Lifestyles

TIER offers help into the workplace

Ashley Phillips found her dream job at Spa Pure Vernon with the help of Tier Support Services. - Cara Brady/Morning Star
Ashley Phillips found her dream job at Spa Pure Vernon with the help of Tier Support Services.
— image credit: Cara Brady/Morning Star

Ashley Phillips has a delightful smile, a lively sense of humour and a strong work ethic. Now, thanks to the TIER Support Services program, she’s working at the job she always dreamed of.

Phillips, 27, had always been active in the community, including in the school lunch program at Vernon and District Association for Community Living Venture Training. Then she got involved with Community Living BC which referred her to TIER Support Services Employment Support program last fall.

Kathryn Willardson of the TIER Vernon office talked with Phillips about what kind of work she would like to do and her skills and experience.

“It was her dream to work in a salon and she has good people skills and is very reliable,” said Willardson. “Then I talked to local salon owners and found a match with the needs of Stephanie Rooks, Spa Pure Vernon owner. I worked with Ashley one-on-one in her practicum and helped her develop ways for her to remember all her duties. She’s done very well.”

Phillips has a developmental delay which includes dysphraxia, meaning she sometimes has challenges in articulating speech. Her job as spa floater includes laundry, cleaning, and making and serving coffee. Since she is a visual learner, she has a chart with pictures as reminders of what has to be done.

Her family had tried to help Phillips get a job before but was discouraged that some employers would not consider someone who takes a longer training period.

“I heard about the success TIER had attained in the community and I knew Ashley had a lot to offer if she could get the support and groundwork. She is very reliable and you can always count on her,” said her mother, Wendy Phillips.

“She has been wanting to work for a long time and this is such a good fit. She loves her work and she’s always happy.”

Willardson noted that people with physical or developmental delays may take longer to train or need some accommodations but they stay with jobs longer, giving employers the advantage of lower turnover.

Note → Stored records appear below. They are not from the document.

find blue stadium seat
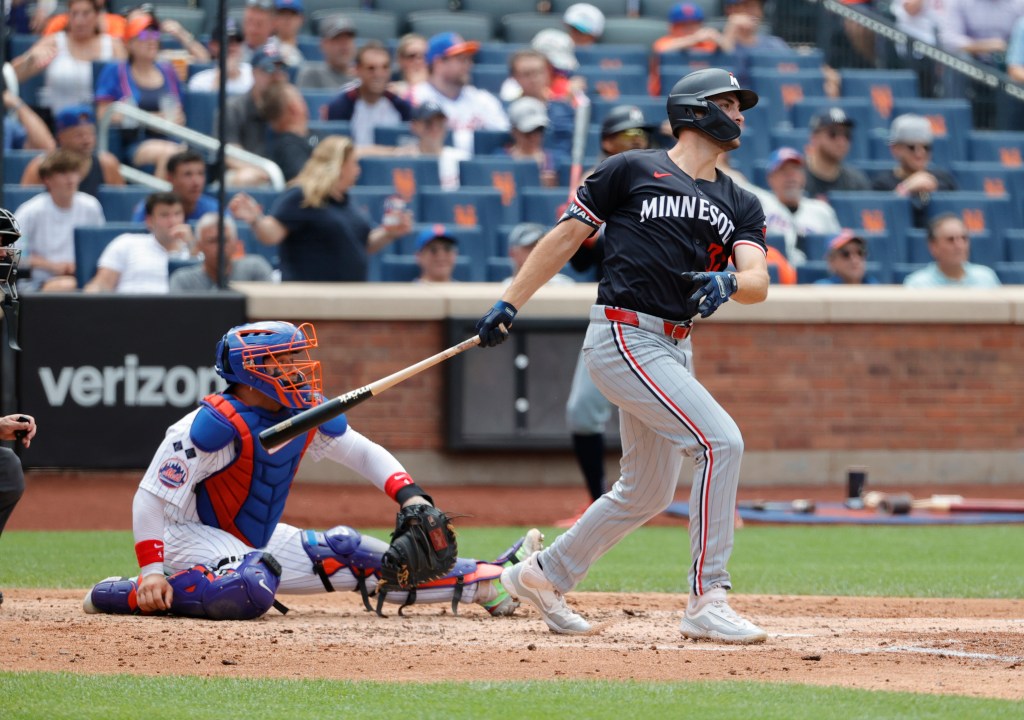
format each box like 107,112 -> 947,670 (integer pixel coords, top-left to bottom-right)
99,185 -> 153,222
828,190 -> 911,241
75,222 -> 148,288
358,156 -> 440,200
967,130 -> 1024,168
459,156 -> 541,224
893,97 -> 974,160
3,150 -> 44,184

“I like working. I like my chatty coworkers,” said Ashley Phillips.

Her mother said that the family is very happy with her success.

“Ashley likes fashion and doing her nails so this is the perfect workplace for her. She is so excited that she will soon finish her practicum and start getting a pay cheque. Some of her friends have jobs and now she feels on par. The support for her from TIER and Stephanie has been wonderful,” she said. “Ashley looks forward to going to her job and having a place she loves to be at. The other programs she has been in have prepared her for this job. It has a lot of meaning for her.

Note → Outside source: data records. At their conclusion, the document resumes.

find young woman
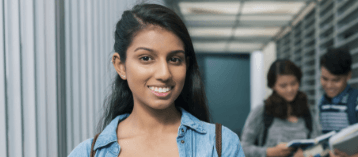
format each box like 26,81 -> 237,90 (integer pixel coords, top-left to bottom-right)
69,4 -> 244,157
242,60 -> 320,157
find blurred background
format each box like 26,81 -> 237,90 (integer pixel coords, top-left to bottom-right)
0,0 -> 358,157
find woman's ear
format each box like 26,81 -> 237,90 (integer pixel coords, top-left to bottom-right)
112,53 -> 127,80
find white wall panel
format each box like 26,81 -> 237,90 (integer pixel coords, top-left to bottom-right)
34,0 -> 48,157
85,0 -> 95,137
78,0 -> 88,141
65,0 -> 74,154
0,0 -> 166,157
44,0 -> 58,156
20,0 -> 37,157
4,0 -> 23,157
0,0 -> 7,156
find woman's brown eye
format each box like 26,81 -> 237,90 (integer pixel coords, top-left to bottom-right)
170,58 -> 181,63
140,56 -> 152,61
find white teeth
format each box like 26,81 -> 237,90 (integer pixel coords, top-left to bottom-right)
149,86 -> 171,93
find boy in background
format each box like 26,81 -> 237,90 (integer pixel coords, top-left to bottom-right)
319,49 -> 358,157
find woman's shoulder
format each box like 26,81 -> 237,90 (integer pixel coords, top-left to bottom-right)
202,122 -> 244,157
68,138 -> 93,157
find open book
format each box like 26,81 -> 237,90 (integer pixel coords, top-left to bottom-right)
287,131 -> 336,148
329,124 -> 358,155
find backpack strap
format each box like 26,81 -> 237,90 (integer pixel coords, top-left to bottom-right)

“Now she has a sense of purpose. She is more than ready to be a productive citizen and it has raised her self-esteem and confidence. She’s always smiling.”

Spa Pure owner Stephanie Rooks is pleased with how Ashley has fitted into the salon.

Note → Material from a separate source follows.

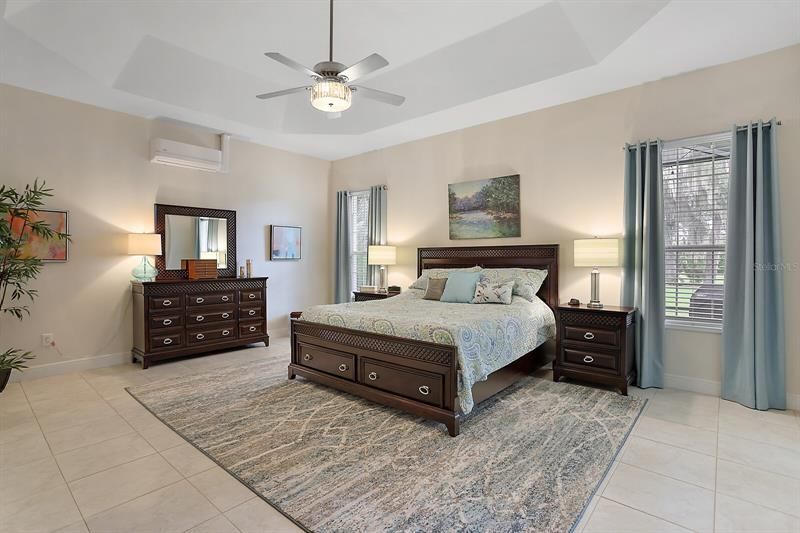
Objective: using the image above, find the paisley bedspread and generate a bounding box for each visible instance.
[302,289,556,414]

“I was excited to be involved in this program. It was presented to me as employment that would be valuable to the person and that she was able to offer the skills I needed,” said Rooks, who has a background in social services.

“It was a great fit from the first day and was cool to see Ashley grow as a person. Her personality fits our team and I hope she’s here for a long time. I think this is a great program and employers should consider it as welcome addition to their businesses. I think businesses should take part in their communities and this is a way to be part of the community and support its people. I look forward to growing with the program and seeing what else the future brings.”

The TIER Vernon office is presently working with 11 clients ages 19 to 40s with a variety of backgrounds and skills.

“We work with the clients to find what they want to do and match their skills to the job opportunities with training and on-going support and re-training if required,” said Willardson.

Ashley Phillips has a lot to smile about. She has a job she loves, she’s active in Special Olympics and she’s going to Europe with her sister in the summer.

Doug Woollard, interim CEO, Community Living BC, said, “The work going on in Vernon to promote supported employment for the people we serve is something we are seeing more of across the province — particularly as it relates to youth transitioning from high school.  In response to this increasing interest in employment services, Community Living BC has increased our investment in employment services and introduced a comprehensive three year jobs plan that is focused on duplicating this local success in other communities across the province.

“Over the last 25 years, a lot of work has taken place in B.C. to help increase employment for adults with developmental disabilities but previously there was little coordination.  Our three-year jobs plan we introduced last March is the first time the entire sector has worked together to map out a strategy to increase employment. I am pleased at the success of this effort in the first year, and the progress already made through this collaboration.”